Una prospettiva, quest’ultima, che si sta ora gradualmente avverando. Luigi Di Maio dichiara che il Movimento 5 Stelle – elettori permettendo e non pare! – si ritaglia il ruolo di ago della bilancia dei governi dei prossimi 10 anni. Matteo Renzi si è fatto una sua formazione personale e ha spinto il Pd all’esperimento giallo-rosso dopo averlo lungamente boicottato. Tutte le forze politiche, tranne la Lega, si dichiarano più o meno apertamente a favore del ritorno alla formula elettorale proporzionale.
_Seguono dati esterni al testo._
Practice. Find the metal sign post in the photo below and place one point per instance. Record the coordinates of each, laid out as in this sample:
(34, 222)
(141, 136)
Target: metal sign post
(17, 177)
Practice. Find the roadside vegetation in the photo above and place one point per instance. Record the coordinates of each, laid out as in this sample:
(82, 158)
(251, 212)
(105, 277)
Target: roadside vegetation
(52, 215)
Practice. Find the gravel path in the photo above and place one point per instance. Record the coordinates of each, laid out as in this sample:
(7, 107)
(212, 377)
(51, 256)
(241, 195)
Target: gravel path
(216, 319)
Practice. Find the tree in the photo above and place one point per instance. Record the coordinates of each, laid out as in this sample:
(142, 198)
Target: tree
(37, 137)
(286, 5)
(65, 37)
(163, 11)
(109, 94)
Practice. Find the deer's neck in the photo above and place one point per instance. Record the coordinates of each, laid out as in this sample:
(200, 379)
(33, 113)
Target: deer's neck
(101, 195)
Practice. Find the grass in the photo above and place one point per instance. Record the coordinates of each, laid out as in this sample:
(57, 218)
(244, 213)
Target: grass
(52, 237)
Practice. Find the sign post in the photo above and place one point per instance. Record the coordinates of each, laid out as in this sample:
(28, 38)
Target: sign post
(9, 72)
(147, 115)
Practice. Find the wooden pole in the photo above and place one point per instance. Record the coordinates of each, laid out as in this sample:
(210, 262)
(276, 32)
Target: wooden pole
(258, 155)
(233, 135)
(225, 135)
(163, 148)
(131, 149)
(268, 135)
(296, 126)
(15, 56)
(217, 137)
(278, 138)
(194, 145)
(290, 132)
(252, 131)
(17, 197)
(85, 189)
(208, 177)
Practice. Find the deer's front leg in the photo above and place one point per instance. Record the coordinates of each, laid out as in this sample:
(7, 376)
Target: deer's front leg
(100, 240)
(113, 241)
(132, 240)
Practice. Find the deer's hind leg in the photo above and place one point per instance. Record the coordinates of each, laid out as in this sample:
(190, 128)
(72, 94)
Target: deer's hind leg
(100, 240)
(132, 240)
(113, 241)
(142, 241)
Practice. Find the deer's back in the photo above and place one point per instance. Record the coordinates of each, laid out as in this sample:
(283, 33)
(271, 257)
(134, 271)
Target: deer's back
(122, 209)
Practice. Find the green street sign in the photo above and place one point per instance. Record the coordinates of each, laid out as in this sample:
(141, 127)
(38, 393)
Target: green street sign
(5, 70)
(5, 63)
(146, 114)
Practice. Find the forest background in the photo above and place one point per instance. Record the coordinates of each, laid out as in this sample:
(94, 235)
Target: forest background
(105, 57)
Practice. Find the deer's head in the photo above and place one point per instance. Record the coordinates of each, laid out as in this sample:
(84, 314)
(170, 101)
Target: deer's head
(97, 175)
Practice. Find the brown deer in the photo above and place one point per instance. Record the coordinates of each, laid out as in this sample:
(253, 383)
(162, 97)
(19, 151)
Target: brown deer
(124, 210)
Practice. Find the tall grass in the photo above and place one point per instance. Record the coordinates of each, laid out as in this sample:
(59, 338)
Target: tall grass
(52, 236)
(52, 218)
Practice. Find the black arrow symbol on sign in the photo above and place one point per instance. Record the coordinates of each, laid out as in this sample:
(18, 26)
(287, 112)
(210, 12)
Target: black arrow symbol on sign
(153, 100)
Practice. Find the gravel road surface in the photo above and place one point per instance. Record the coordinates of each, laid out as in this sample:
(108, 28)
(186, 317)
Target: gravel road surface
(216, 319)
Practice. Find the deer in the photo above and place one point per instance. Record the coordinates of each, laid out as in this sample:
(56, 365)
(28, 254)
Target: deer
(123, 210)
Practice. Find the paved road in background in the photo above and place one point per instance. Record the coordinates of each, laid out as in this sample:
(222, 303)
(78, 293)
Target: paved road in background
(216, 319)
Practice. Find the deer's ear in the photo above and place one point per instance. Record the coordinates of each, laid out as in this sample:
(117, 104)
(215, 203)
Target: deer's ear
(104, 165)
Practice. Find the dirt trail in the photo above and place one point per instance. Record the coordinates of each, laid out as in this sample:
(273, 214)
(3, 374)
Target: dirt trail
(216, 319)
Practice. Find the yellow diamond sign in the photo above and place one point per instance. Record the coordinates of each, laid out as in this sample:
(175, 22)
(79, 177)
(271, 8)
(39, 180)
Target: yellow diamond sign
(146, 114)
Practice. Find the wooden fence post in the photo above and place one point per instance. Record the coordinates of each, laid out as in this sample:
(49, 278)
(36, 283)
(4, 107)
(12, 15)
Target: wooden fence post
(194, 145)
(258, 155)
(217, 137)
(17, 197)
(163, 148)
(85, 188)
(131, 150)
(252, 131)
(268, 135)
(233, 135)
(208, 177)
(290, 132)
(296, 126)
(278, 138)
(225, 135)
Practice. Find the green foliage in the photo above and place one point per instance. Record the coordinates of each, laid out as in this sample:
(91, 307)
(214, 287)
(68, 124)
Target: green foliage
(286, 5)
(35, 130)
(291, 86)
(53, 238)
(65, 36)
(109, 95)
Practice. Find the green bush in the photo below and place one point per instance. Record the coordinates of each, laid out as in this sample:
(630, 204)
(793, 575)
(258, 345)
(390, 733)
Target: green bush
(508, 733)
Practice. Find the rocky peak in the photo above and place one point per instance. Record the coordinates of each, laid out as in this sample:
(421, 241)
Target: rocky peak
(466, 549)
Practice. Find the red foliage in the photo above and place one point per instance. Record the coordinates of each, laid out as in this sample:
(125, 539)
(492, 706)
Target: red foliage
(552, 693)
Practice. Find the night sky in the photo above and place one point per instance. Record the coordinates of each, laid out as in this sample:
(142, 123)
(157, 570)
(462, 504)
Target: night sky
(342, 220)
Bisogna prendere atto che l’Italia preferisce tuttora un potere politico debole, diffuso e auto-riferito, nel quale odiare a mo’ di capro espiatorio la parte meno nobile di se stessa.
Tra strategia e tattica
Quanto a Salvini, alla Lega e al centrodestra, bisogna distinguere tra strategia e tattica. La mossa leghista di spingere alle dimissioni il Conte 1 è da ascrivere prevalentemente al secondo ambito. Il sospetto che l’ex titolare del Viminale si sia sfilato dal governo per non dover fare una manovra che avrebbe certificato l’insostenibilità di certe sue promesse è forte. Ma l’anno prossimo o fra 3 anni non cambierà granché. L’Italia ha un debito pubblico enorme e una crescita al palo da una trentina d’anni. Le élite, la burocrazia europea e l’euro non fungono da alibi a fronte di questi macigni.
Di una buona strategia fa parte anche non sottovalutare le dinamiche istituzionali. Il governo nazionale è distinto dalle amministrazioni regionali. Politicamente, un rovescio generale sui territori (peraltro già in atto) è molto rilevante, ma non sussistono automatismi. La Lega ha già sperimentato la capacità di resistenza dei suoi avversari e dei singoli parlamentari alla prospettiva di tornare a casa. E la suggestione dell’elezione presidenziale del 2022 è forte e ormai sfacciatamente dichiarata. Già Berlusconi, ai suoi tempi, mancò sempre la maggioranza quando si trattava di eleggere il capo dello Stato. Salvini dovrebbe sforzarsi di non imitarlo.
Il cigno nero
Il punto debole del quadro politico potrebbe rivelarsi la tenuta del Movimento 5 Stelle, a partire dai suoi gruppi parlamentari. I risultati elettorali sono in caduta libera, con milioni di voti in fuga. La rottura personale e anche politica fra Di Maio e il presidente del Consiglio Giuseppe Conte sembra evidente. Il professore si considera ormai il garante dell’abbraccio del Movimento con i progressisti, benedetto da parte delle gerarchie ecclesiastiche. Il ministro degli Esteri, anche a salvaguardia del suo ruolo personale, continua invece a disfare in pubblico la tela che Conte tesse a palazzo Chigi.
Il Pd col suo capo delegazione ministeriale Dario Franceschini è ben allenato a stare comunque al governo. Renzi e Italia Viva hanno bisogno di tempo e difficilmente romperanno. Bisognerà vedere se il “cigno nero” assumerà le forme del logoramento, dell’implosione o anche solo della scissione dei 5 stelle.
Corrado Cavallotti è laureato con lode in Giurisprudenza all’Università Cattolica. Ha vinto il Premio Gemelli 2012 per il miglior laureato 2010 della Facoltà di Giurisprudenza di Piacenza. Ama la storia, la politica ed è appassionato di Chiesa. Scrive brevi saggi e collabora con il periodico Vita Nostra.